Kimberly J. Williams
(NOTE: Today’s blog is a portion of a story written in July 2009 about the city of Helena-West Helena’s unveiling of the Civil War Helena Interpretive Plan, which includes interpreting 29 Civil War sites throughout Phillips County. The objective of the plan is “to give a voice to those who were affected by the Civil War in Helena and Phillips County – Union and Confederate, black and white, soldier and civilian, and men and women.” To read the entire story, please click here.)

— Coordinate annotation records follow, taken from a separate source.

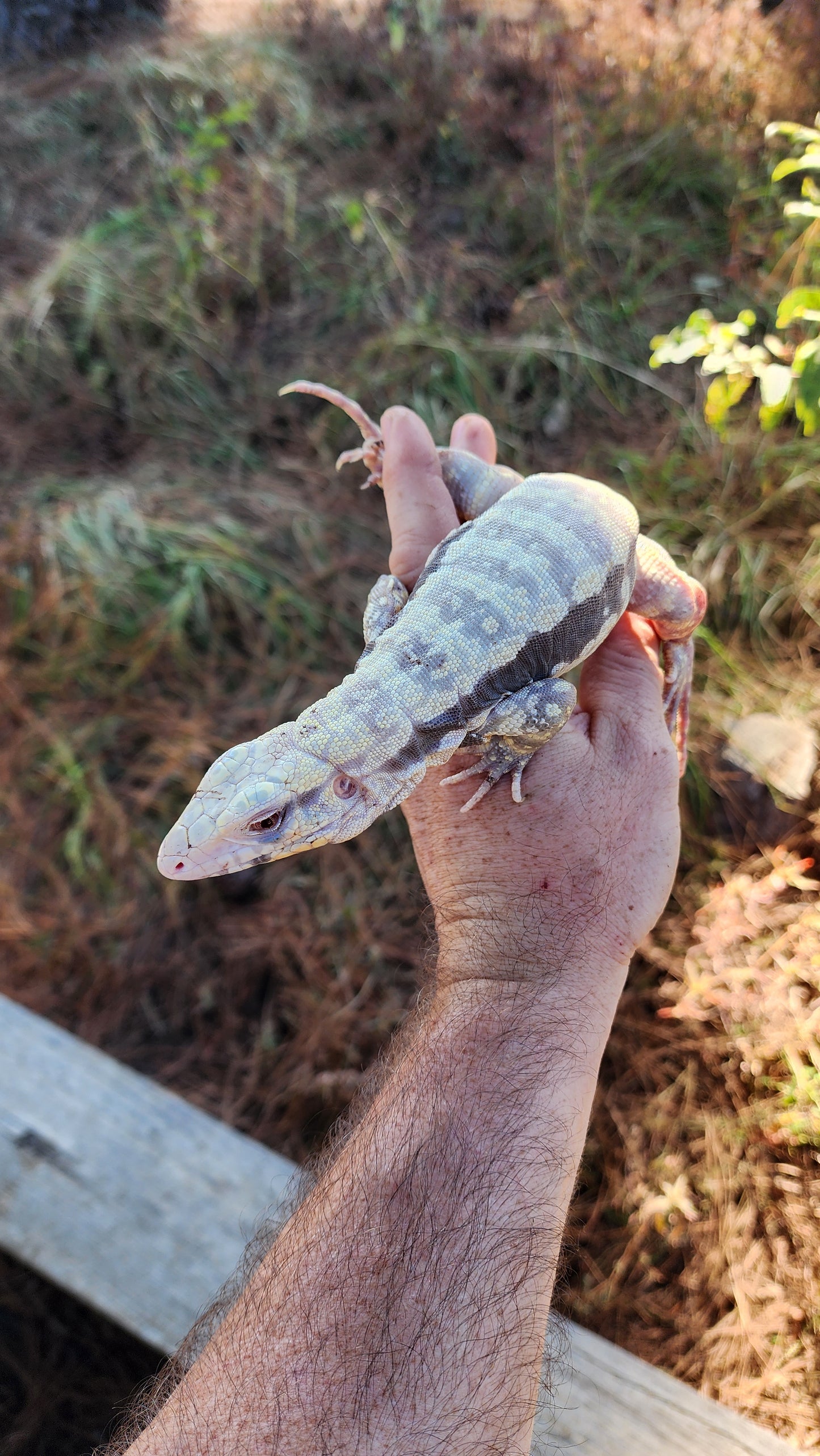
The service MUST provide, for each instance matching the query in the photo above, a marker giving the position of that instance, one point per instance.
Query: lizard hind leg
(515, 730)
(675, 605)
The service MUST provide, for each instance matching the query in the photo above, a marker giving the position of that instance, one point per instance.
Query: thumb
(623, 679)
(418, 504)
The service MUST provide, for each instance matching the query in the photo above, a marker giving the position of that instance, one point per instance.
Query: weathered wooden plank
(140, 1205)
(612, 1404)
(117, 1190)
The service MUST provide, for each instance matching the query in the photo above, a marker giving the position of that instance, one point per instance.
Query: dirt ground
(181, 568)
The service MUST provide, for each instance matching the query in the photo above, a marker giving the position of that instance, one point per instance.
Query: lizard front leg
(675, 605)
(513, 731)
(385, 600)
(474, 486)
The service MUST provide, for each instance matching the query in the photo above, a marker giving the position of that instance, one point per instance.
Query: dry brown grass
(697, 1215)
(181, 569)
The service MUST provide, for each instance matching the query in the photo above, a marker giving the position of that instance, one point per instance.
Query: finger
(418, 504)
(474, 433)
(623, 679)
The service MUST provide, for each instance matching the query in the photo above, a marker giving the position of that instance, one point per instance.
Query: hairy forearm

On July 4, 1863, daylight fell upon Helena, Arkansas, a river town that had been occupied by Union forces over the past year. Located along the banks of the Mississippi River, Helena held a strategic location along the mighty river between Memphis and Vicksburg (in the midst of a forty-plus-day siege led by General Ulysses S. Grant). Memphis, under Federal control since June of 1862, served as an important supply depot and staging area for many of the Union campaigns.

The battle would become an exercise of confusion. Lieutenant General Theophilus Holmes, commander of the Confederate District of Arkansas, gave the order to attack Union forces at “daybreak.” The phrase obviously had different meanings to different Confederate leaders. To Confederate Major General Sterling Price, the phrase meant dawn; to Brigadier General James Fagan, it referred to first light. This minor misunderstanding had a major impact on the outcome of the battle – with Fagan’s troops attacking a full hour before Price’s.

The battle was bloody. A total of 239 Union soldiers were killed, wounded or missing. The number for Confederate was nearly sevenfold – 1,696 killed, wounded, or missing. The Battle of Helena secured the Union stronghold on the Mighty Mississippi. The bloody battle also proved to be the last major Confederate offensive in Arkansas.